Ceux qui contrôlent et possèdent les moyens de production se servent de leur pouvoir économique pour dominer l'autorité que représente l'État ainsi que la direction de l'économie et de la société. Ceux qui contrôlent ne pensent pas mais agissent comme si la société était toujours à l'époque de la production à petite échelle, époque où les producteurs de fait contrôlaient et possédaient en apparence les moyens de production à petite échelle, et que la famille élargie était l'héritière de ces moyens de production et garante du bien-être de tout individu au travail ou dans ses vieux jours.

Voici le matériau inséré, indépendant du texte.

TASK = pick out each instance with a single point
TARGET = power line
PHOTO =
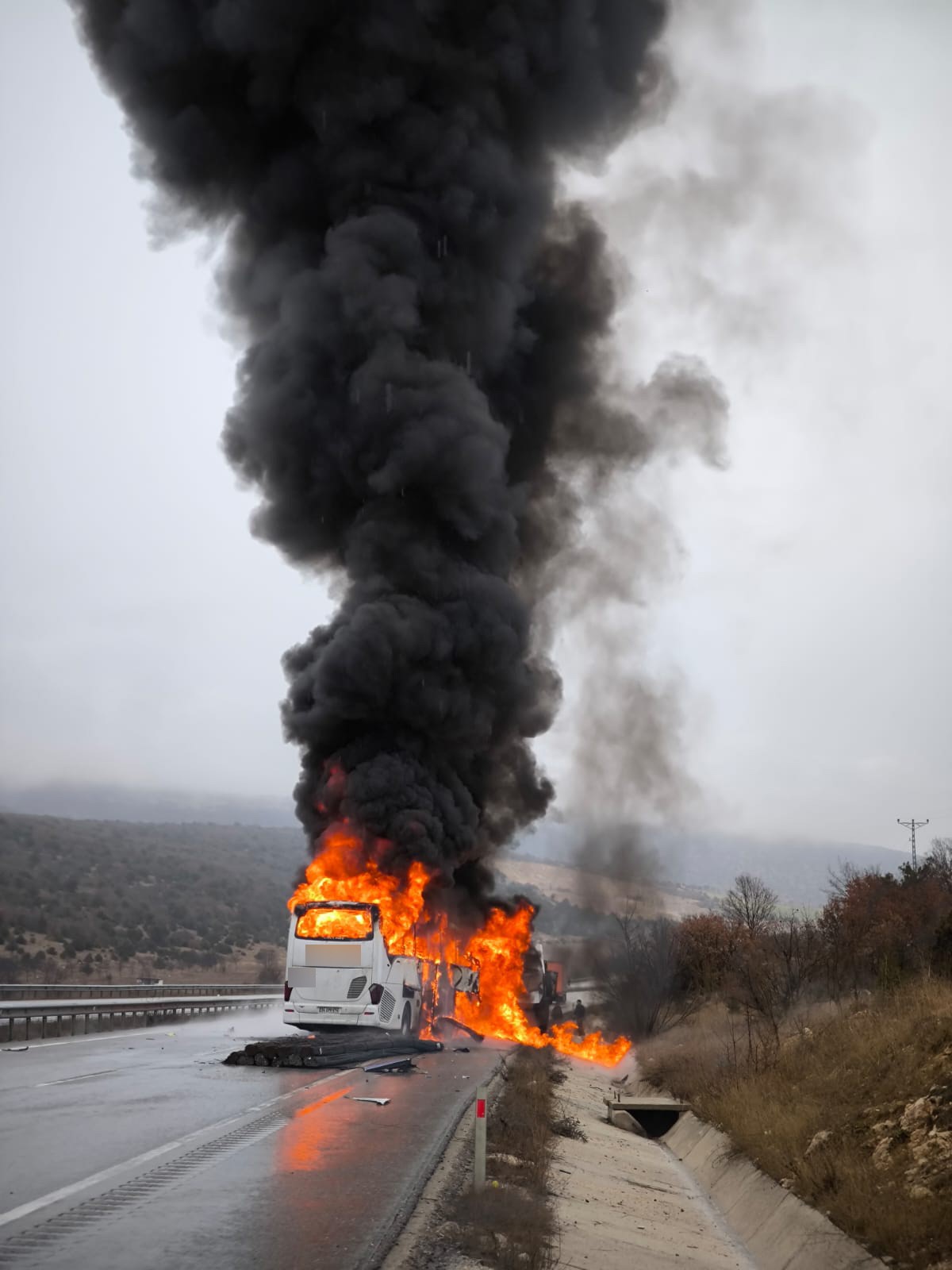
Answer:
(913, 825)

L'autorité au Canada est en négation des conditions socialisées actuelles et de la nécessité de renforcer la société pour qu'elle soit garante des droits et du bien-être de tout individu. Cette autorité nie que les êtres humains naissent en société et que la société a le devoir d'être garante de leur bien-être à tout moment, et que chaque individu a le devoir de travailler selon ses capacités pour contribuer des biens et des services qui renforcent la société et qui la font progresser de sorte à ce qu'elle puisse être garante des droits de tous. En contradiction avec cette réalité et avec la nécessité de renforcer la société et d'harmoniser l'autorité et les conditions socialisées, l'autorité actuelle, l'autorité du droit monopole, s'agrippe à ce mode de pensée dépassé selon lequel les familles élargies et leurs ressources accumulées et leurs épargnes peuvent en définitive être garantes du bien-être et des droits des individus. Le fait que Flaherty se refuse de renforcer le Régime de pensions du Canada est un reflet de ce mode de pensée dépassé et de cette autorité que la classe ouvrière doit surmonter.

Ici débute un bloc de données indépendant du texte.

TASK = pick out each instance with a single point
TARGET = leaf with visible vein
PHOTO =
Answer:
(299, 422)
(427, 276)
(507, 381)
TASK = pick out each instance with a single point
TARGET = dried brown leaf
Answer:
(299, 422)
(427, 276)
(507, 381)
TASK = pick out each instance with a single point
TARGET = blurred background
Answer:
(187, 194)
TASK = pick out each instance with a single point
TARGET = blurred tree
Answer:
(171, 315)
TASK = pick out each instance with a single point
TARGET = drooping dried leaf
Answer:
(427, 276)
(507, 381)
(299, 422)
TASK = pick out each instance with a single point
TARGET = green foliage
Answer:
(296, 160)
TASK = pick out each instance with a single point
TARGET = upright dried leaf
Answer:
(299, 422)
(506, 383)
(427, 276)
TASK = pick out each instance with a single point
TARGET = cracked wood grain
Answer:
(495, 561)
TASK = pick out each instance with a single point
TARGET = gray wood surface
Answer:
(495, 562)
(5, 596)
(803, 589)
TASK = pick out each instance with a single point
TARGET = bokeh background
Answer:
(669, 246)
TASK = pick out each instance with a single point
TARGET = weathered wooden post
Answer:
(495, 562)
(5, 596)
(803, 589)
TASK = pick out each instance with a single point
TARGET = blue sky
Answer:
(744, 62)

Comment régler cette question, cette disjonction entre l'autorité et les conditions, ce maniement du pouvoir par le droit de monopole ainsi que son abus du pouvoir public et de la société, laquelle société a besoin d'investir davantage dans les programmes sociaux et d'humaniser l'environnement social et naturel ? Cette question, comme toute question s'étant posée aux êtres humains au cours de leur extraordinaire développement, est réglée au moyen d'actes conscients posés par les individus à la recherche de solutions. Les individus s'unissent à leurs pairs, discutent des problèmes auxquels ils font face, se mettent d'accord sur une voie d'action consciente, et se mettent en action pour mobiliser d'autres êtres humains pour le nouveau. Et c'est exactement ce que font les travailleurs canadiens présentement en ce qui concerne le problème des pensions.